Some institutions (MIT after 2017-18, a handful of others) publish their CDS as web pages instead of PDF files. To pull those in, add a parallel manifest:

# scripts/manifest_html.py
HTML_MANIFEST = [
    ("2024-2025", "https://ir.example.edu/projects/2024-25-common-data-set/"),
    ("2023-2024", "https://web.archive.org/web/2024/https://ir.example.edu/cds-2024/"),
    # Wayback URLs are fine for years that have rolled off the live site.
]

Then:

python scripts/fetch_html.py

This downloads each page, strips nav/footer/script tags, and saves raw_text/cds-<year>.txt in the same format pdftotext produces. After that, the rest of the pipeline (parse_blocks.py → extract_metrics.py → validate.py) runs unchanged.

5. Extract clean numeric tables

python scripts/extract_metrics.py

Reads data/json/*/blocks.json and produces long-format CSVs in data/csv/:

File	What it covers
`admissions_summary.csv`	applied / admitted / enrolled per year
`admissions_by_sex.csv`	same broken out by male/female/unknown
`test_scores.csv`	SAT & ACT 25th/50th/75th percentiles
`enrollment_summary.csv`	undergrad/grad × FT/PT × M/F
`tuition_and_fees.csv`	tuition, fees, food/housing, books, transport
`financial_aid_summary.csv`	avg need-based grant / loan / aid package
`faculty_summary.csv`	total faculty + student/faculty ratio
`graduation_rates.csv`	4/5/6-yr grad rates + freshman retention
`all_fields_long.csv`	every field × every year (searchable index)

6. Validate

python scripts/validate.py

Picks 19 random extracted values and confirms each appears verbatim in the source PDF text. Writes docs/VALIDATION.md with results. The Stanford benchmark hit 100% pass rate. New universities should also hit 90%+; lower indicates a parser quirk to investigate.

7. Wrap as a repo (optional)

git init -b main
git add -A
git commit -m "Initial release: <university> CDS"
gh repo create <university>cds --public --source=. --push

What this skill does NOT extract automatically

The CDS contains some multi-dimensional tables that don't fit a flat (year, metric, value) shape. They are preserved verbatim in data/json/<year>/blocks.json under the relevant field code, but adding them to the curated CSVs requires a custom extractor:

B2 — Enrollment by race/ethnicity (categories changed in 2010 and 2024)
C7 — Importance of admissions factors (categorical: Very Important / …)
H1 — Total dollars awarded × aid type × need-based vs. non-need-based
H2 / H2A — Lettered subrows A–N for aid recipients
I3 — Class size distribution histogram
J1 — Most common fields of study (CIP-coded)

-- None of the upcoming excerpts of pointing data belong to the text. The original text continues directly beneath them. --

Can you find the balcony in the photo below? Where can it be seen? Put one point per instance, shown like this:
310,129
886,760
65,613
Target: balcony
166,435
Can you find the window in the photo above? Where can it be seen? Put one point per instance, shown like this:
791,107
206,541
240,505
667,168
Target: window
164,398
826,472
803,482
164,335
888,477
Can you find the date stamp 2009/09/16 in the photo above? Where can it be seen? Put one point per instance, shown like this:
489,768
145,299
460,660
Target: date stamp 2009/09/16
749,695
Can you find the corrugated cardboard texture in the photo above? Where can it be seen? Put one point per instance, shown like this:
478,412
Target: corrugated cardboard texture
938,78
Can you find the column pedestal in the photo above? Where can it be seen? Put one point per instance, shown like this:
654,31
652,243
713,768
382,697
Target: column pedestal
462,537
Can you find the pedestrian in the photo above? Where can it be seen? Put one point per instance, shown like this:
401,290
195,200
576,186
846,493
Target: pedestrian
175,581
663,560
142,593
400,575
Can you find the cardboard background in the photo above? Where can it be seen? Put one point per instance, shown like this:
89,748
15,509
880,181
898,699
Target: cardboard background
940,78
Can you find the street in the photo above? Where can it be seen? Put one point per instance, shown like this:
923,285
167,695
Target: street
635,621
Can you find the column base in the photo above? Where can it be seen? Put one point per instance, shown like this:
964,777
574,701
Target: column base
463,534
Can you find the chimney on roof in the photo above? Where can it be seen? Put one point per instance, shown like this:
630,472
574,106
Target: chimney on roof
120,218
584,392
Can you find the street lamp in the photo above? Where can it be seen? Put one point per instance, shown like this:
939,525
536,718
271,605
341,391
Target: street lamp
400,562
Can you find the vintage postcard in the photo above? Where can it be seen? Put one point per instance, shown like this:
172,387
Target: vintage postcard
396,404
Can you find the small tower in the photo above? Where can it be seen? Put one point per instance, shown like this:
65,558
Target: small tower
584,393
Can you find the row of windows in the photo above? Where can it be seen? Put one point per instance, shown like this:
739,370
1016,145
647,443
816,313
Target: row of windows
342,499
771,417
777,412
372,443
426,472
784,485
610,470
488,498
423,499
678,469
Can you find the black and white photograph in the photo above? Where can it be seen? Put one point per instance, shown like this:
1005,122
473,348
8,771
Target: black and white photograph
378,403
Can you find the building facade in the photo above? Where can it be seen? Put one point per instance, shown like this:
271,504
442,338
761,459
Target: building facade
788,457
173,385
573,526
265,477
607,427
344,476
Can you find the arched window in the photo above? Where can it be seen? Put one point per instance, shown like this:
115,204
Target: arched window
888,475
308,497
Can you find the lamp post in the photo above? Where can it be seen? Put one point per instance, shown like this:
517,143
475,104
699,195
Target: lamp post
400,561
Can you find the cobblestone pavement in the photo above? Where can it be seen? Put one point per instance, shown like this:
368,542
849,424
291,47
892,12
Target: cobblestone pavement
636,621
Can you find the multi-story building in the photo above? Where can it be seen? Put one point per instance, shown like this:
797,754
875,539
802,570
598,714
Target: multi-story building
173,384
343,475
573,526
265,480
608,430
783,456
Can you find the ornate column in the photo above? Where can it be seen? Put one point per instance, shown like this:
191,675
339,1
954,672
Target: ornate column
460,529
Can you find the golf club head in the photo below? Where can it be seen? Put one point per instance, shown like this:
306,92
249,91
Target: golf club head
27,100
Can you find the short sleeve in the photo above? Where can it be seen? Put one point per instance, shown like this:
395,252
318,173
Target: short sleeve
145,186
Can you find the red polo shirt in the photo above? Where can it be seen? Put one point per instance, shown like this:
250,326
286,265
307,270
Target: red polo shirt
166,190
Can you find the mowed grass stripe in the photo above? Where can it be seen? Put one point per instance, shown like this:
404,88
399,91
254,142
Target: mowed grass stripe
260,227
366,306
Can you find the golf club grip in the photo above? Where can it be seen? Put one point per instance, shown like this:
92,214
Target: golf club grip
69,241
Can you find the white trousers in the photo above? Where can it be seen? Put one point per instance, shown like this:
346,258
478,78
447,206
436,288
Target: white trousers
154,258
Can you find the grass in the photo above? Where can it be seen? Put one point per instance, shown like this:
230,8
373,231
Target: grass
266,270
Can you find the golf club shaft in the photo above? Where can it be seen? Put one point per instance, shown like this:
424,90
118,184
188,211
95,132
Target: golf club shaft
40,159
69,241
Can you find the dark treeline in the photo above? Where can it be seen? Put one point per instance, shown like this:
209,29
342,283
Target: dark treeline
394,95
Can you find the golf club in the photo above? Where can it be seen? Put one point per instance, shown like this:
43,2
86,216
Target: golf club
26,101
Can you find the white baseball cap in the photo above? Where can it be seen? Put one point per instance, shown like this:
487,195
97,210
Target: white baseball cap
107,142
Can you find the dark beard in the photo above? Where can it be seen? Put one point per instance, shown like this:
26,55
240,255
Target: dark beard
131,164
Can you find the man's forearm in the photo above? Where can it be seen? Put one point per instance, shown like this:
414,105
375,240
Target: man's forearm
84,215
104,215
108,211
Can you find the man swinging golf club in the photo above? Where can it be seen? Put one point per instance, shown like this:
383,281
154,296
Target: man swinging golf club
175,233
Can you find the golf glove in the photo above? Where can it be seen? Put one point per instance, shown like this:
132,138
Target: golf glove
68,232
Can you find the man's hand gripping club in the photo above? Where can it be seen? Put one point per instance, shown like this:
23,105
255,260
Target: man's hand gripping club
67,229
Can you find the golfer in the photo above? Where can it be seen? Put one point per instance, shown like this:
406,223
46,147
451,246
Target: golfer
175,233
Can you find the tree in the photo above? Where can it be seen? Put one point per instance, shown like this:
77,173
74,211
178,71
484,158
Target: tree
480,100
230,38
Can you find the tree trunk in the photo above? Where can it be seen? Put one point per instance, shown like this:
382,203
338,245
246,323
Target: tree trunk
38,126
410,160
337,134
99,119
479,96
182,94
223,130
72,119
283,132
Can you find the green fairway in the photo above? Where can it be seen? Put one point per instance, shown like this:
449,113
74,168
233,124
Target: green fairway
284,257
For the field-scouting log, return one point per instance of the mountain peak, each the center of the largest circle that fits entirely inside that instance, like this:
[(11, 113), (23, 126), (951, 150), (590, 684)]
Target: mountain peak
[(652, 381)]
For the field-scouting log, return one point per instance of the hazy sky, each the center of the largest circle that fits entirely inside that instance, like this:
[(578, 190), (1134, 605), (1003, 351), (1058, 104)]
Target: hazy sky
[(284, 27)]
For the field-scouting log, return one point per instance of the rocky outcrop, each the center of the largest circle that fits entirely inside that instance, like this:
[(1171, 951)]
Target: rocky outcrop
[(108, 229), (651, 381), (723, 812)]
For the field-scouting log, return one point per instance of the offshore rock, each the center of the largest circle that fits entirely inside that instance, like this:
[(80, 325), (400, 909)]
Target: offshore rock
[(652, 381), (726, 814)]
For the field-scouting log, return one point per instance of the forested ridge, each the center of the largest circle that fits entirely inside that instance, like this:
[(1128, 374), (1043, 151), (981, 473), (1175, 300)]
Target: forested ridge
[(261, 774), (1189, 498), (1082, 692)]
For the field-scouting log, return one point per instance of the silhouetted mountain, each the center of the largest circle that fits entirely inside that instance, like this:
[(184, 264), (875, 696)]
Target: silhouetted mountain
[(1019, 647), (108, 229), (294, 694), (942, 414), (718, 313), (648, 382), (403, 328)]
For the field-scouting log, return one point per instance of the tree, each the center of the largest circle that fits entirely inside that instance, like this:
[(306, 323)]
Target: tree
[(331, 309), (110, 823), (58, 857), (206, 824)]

When the user asks for one of these, work from blocks.json[<section>][<field>]['raw_text'] and follow the extractor pattern in extract_metrics.py.

Adapting to a new university

The four scripts are mostly institution-agnostic — they target standard CDS field codes. The only files you typically need to change are:

manifest.py — list the institution's PDFs.
Section headers in parse_blocks.py — only if the institution uses unusual capitalization or wording (e.g. "ENROLLMENT" vs. "Enrollment").

Spot-check the first run with validate.py — if the pass rate is below 80%, look at any failing rows and tighten the extractor regexes in extract_metrics.py.